Kerry Washington, known for her roles in Scandal, Django Unchained, and (as Anita Hill) in HBO’s Confirmation, was terrific as the overwrought mom. 


She could move from deferential to volcanically angry in a millisecond, and was gripping throughout. Steven Pasquale as her conflicted and guilty husband proved a full match for her, and a good foil for her anger and anxiety. The direction was crisp and fast moving, rather like a TV show. The only thing I missed was more sense of character development. This was an almost entirely plot-driven show, with little time for analysis of the complex marriage or on Jamal’s evolution, and a bit more of that would have given the show more depth and space for reflection about the complex issues it raised. This made the very good but not great in the final evaluation. But I suspect the playwright was going for more of a Macbeth than a Hamlet-style tragedy here, and certainly succeeded in keeping me engaged.

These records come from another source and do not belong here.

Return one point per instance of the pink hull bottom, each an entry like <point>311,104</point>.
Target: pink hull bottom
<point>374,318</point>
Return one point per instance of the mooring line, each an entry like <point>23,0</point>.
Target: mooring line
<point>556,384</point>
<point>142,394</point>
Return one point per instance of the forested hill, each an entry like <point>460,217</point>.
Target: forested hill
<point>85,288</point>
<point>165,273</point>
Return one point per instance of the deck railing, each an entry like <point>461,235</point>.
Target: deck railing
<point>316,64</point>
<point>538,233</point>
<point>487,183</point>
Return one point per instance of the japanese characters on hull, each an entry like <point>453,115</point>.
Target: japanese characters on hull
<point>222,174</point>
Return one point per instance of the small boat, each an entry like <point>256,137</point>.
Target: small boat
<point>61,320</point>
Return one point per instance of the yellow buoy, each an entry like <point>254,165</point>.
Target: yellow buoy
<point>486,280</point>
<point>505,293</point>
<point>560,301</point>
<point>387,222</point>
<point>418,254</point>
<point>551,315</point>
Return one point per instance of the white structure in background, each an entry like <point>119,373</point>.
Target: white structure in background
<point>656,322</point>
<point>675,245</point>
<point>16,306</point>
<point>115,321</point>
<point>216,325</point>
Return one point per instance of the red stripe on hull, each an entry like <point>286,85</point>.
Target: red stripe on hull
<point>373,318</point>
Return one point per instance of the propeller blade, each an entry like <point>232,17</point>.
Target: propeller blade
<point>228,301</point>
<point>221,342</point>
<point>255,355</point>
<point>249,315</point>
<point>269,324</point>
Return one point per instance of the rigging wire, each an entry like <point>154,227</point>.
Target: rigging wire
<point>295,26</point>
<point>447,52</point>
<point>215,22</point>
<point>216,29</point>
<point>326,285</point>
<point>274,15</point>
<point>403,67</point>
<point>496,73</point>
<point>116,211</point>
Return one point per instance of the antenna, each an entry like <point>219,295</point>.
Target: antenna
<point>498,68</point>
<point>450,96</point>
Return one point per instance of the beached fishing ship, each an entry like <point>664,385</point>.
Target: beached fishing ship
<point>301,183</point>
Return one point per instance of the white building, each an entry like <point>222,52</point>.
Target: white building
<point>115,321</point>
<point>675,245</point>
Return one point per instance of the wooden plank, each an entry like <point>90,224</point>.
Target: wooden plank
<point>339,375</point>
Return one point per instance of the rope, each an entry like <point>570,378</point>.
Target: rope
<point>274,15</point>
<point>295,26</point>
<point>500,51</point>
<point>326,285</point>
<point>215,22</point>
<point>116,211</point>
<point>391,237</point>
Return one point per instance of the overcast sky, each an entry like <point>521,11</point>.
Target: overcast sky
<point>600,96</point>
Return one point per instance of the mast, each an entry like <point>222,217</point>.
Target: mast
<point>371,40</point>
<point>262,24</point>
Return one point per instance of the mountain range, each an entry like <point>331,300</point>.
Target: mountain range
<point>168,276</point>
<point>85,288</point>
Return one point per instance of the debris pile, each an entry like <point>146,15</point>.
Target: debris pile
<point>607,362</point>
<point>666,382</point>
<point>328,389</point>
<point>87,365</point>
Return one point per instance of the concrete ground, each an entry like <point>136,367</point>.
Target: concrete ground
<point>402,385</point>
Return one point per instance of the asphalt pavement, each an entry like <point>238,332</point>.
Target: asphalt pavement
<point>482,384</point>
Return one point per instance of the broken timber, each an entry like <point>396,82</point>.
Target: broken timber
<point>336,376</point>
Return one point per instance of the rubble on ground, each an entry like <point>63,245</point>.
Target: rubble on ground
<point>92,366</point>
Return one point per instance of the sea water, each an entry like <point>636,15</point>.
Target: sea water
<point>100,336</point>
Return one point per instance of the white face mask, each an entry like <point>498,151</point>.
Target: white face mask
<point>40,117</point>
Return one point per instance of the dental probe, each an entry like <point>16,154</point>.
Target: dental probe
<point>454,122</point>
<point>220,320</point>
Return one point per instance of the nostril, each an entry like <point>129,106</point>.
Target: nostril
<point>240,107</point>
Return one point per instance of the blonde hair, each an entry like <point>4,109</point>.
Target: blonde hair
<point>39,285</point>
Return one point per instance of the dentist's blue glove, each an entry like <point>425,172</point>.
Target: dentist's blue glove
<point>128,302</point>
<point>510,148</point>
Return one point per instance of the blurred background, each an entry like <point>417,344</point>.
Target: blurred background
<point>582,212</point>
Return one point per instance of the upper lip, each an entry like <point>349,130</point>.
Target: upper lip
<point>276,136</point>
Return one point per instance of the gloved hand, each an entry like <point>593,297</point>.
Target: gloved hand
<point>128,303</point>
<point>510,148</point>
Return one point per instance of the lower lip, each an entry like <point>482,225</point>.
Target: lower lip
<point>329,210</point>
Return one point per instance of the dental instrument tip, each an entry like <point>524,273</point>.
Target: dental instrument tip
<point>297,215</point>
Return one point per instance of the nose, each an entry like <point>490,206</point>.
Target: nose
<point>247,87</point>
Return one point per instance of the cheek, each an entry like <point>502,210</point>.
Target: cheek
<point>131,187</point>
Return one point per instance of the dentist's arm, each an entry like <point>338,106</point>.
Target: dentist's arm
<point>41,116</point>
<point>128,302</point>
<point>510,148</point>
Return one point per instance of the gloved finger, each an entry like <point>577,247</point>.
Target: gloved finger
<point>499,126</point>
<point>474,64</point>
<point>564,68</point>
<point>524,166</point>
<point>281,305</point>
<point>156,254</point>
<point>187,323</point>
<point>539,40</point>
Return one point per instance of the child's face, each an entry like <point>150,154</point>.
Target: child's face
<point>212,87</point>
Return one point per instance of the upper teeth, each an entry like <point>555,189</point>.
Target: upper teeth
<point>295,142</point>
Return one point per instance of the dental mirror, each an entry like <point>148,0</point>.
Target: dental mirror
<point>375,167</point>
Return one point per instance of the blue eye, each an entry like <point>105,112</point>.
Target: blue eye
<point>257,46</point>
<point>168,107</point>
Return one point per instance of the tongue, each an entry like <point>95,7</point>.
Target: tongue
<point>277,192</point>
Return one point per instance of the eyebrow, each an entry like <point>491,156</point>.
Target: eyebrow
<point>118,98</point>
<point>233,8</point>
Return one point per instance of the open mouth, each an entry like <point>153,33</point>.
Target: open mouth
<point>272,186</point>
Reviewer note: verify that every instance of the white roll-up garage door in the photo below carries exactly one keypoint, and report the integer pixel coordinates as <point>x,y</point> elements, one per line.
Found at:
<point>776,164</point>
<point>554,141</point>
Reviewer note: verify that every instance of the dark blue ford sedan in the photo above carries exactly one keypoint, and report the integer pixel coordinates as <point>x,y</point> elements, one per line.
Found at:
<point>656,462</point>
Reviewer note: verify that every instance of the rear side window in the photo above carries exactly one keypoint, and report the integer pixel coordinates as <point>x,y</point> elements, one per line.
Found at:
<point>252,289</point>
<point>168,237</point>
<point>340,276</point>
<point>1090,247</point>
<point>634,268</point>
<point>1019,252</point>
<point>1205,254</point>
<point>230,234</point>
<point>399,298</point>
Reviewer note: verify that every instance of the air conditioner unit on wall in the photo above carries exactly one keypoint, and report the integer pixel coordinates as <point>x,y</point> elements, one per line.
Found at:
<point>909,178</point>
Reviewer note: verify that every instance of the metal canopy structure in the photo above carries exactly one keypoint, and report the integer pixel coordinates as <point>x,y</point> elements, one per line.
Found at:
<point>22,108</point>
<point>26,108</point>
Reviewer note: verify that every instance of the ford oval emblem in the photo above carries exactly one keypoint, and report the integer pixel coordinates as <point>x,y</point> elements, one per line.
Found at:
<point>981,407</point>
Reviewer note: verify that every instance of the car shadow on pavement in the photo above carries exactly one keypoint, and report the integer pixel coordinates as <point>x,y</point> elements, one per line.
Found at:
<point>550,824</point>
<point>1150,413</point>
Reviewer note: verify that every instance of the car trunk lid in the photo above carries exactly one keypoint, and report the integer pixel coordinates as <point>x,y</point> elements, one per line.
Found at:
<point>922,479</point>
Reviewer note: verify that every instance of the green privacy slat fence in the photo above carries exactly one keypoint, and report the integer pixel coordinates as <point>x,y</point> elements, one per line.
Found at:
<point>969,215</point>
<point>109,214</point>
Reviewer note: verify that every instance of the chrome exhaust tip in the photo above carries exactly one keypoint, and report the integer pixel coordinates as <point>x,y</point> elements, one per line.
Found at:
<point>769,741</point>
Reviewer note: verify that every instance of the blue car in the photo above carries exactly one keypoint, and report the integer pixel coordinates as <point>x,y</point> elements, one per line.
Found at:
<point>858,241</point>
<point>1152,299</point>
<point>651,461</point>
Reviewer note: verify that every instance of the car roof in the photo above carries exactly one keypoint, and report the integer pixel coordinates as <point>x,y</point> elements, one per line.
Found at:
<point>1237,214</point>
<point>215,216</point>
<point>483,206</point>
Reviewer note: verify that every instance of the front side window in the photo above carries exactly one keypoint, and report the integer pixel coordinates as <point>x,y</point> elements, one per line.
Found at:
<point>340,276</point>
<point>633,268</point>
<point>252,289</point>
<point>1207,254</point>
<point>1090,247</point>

When the tragic outcome was quietly and matter-of-factly read on stage, there was a big audible gasp from the audience; the play succeeded in giving the Broadway audience a gripping evening, albeit unrelentingly intense and grim. Other plays like the recent Scraps by Geraldine Inoa were more effective in laying out the sociology behind police violence and the scars in the black community. American Son begins as a political play, but skirts explanations and morphs into a moving human family drama. It’s a very good play that you should see if it comes to your area.